The fossil predates the previously oldest-known member of this group by about five million years.
"It starts to give us an idea that these animals were evolving much earlier than the fossil record previously has indicated," Dr Mannion added.
"This pushes back a lot of origin times for a range of sauropod dinosaurs based on our understanding of how these different species related to one another."
The re-classification of Vouivria as an early member of the titanosauriforms will help in mapping their spread across the Earth, from Jurassic times to the extinction of all dinosaurs.
It is thought that they were present across Europe, the US and Africa, but became extinct in Europe towards the end of their reign.
The fossil was discovered in the village of Damparis in the Jura region of eastern France in 1934.
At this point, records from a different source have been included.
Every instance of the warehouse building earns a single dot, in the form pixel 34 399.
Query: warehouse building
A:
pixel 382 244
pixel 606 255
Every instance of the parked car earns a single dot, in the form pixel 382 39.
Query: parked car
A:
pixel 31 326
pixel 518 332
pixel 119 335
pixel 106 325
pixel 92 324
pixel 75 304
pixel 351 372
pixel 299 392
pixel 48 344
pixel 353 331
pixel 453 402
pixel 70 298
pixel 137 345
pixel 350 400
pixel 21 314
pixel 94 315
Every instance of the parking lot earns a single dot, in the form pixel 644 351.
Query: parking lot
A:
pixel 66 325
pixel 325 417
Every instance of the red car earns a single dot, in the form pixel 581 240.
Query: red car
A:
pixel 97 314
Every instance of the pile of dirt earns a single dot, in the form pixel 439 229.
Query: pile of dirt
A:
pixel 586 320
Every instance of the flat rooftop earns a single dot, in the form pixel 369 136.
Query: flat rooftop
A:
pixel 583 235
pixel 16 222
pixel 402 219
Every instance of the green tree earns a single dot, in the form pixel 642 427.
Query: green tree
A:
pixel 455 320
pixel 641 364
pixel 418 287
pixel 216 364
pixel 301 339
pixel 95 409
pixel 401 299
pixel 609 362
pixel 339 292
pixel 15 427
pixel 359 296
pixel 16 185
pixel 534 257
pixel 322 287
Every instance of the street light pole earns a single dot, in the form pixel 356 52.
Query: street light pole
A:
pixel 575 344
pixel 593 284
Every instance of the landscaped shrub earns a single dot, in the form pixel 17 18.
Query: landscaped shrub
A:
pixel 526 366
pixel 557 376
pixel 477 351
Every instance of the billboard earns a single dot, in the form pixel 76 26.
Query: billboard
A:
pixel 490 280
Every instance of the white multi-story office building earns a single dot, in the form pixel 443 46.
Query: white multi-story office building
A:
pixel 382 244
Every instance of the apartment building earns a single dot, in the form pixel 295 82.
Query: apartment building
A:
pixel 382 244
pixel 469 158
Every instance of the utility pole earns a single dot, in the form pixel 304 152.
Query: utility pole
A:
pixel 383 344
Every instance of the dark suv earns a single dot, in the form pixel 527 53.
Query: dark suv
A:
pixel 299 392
It was documented scientifically in the 1940s, but has not been studied in detail since then.
Its scientific name, Vouivria damparisensis, relates to 'La vouivre', a local folklore legend about a winged serpent.
Dr Mannion examined the bones of the creature along with scientists at the National Museum of Natural History in Paris and the CNRS/Université Paris 1 Panthéon-Sorbonne.
The research is published in the journal, PeerJ.